Without the presence of an external magnetic field will the charges within the current will flow in a straight line thru the conductor, but in the presence of a magnet field the charges flow will be curved by a force. This force is called Lorentz force, and the potential difference established by the curved charges in the current is called the Hall voltage.
Although Hall’s discovery was followed by successful experiments the practical usage of Hall effect was limited. This changed with the rise and continuous improvement of silicon semiconductors in the 1960s. The first hall effect sensors were a combination of hall effect sensor elements and amplifiers that evolved to the first integrated circuit hall switch.
Now hall effect integrated circuits are available with a wide variety of characteristics for different applications. Both the hall effect IC (the sensor chip) and hall effect transducers are commonly called hall effect sensor. Although the hall effect IC are very capable today, they are often integrated with a transducer. The transducer is equipped with voltage regulator, EMC safeguards, output calibration, mechanical enclosure of sensor and magnet, electrical connector etc.

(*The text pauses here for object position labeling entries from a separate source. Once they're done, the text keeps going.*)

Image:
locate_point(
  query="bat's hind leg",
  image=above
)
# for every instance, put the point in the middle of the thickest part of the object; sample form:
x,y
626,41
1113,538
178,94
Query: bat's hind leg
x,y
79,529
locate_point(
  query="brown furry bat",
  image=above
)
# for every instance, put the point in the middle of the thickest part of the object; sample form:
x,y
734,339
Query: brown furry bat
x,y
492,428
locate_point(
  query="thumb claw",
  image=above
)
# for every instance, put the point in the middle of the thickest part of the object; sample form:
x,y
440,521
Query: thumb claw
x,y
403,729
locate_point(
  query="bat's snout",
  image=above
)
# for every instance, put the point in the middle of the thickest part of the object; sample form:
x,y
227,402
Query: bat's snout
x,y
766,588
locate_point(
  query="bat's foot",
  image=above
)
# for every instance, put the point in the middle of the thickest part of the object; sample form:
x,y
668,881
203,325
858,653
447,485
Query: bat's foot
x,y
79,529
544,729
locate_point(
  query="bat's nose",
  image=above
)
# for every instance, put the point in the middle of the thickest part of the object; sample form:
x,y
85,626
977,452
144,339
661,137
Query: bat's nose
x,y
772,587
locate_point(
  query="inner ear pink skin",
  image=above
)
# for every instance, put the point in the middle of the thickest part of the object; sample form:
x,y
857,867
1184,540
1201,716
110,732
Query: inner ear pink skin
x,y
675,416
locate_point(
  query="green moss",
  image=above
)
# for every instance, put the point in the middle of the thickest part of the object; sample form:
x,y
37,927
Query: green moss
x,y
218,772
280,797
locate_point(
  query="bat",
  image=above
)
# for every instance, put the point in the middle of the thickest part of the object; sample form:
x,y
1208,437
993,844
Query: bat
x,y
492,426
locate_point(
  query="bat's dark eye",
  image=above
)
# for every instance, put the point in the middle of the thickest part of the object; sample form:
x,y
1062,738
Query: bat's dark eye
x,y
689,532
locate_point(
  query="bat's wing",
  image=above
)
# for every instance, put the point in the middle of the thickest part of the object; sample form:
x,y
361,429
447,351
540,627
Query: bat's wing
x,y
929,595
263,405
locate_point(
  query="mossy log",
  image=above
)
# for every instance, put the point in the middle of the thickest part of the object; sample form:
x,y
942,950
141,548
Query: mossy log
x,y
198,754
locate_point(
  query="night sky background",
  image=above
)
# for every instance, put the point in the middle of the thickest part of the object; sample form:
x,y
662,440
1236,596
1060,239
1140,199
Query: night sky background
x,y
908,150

Hall effect sensors are affected by two magnetic properties, magnetic flux density and polarity. Magnetic flux* is the field strength which affect the sensor and the polarity of the magnet decides the flux direction as it always travels from north to south. Correct configuration of sensor, magnet and orientation is key for accurate measurement as only vectors perpendicular to the sensor is sensed by the hall effect sensor element. Although this is true in theory and for basic one dimension-sensors, the development of two- and three dimension-sensors expands the practical implementation of magnet-sensor configuration. Continue reading for more about 2D- and 3D-sensors. Hall effect sensors are usually specified with a fixed magnet orientation ex. head on linear, overhead linear, rotary etc., and with a magnet flux value. In most hall effect transducers is this functionality built in by the manufacturer.
*Magnetic flux is the magnetic field thru a given area.
Switching and absolute sensors
The first hall effect sensors were switching sensors, the sensor switch when the magnet field strength passes the specified threshold value. Switching hall effect sensors can be used as a stand-alone sensor, a typical application is proximity switch. Or be integrated with an incremental transducer, by combining sensor element and magnet with special characteristics. Typical applications are magnetic encoders and gear tooth sensors.
The basic absolute analog sensor is a radiometric sensor, the output is proportional to the magnet field strength and orientation. This is the basic operation of all analog hall effect sensors, but today they are available in a wide range of options. Analog sensors are used in linear and rotary transducers that come with different characteristics such as output signal, programmable parametrics, supply voltage etc. Analog sensors are used in many applications such as linear positioning, steering-angle, clutch control etc.
2D and 3D sensors
Traditional one-dimension sensors only sense magnetic field perpendicular to the sensor element. This require precise positioning and motion of the magnet, the tolerance for airgap, magnet movement etc is low. As well as material properties such as variation in magnetic flux between magnets, temperature variations etc.
Two or three dimension sensors senses magnetic field in two or three dimensions; X,Y and Z. This is useful in true multi-dimension sensing in ex. joysticks. But also enables a more robust and accurate positioning in rotary and linear transducers.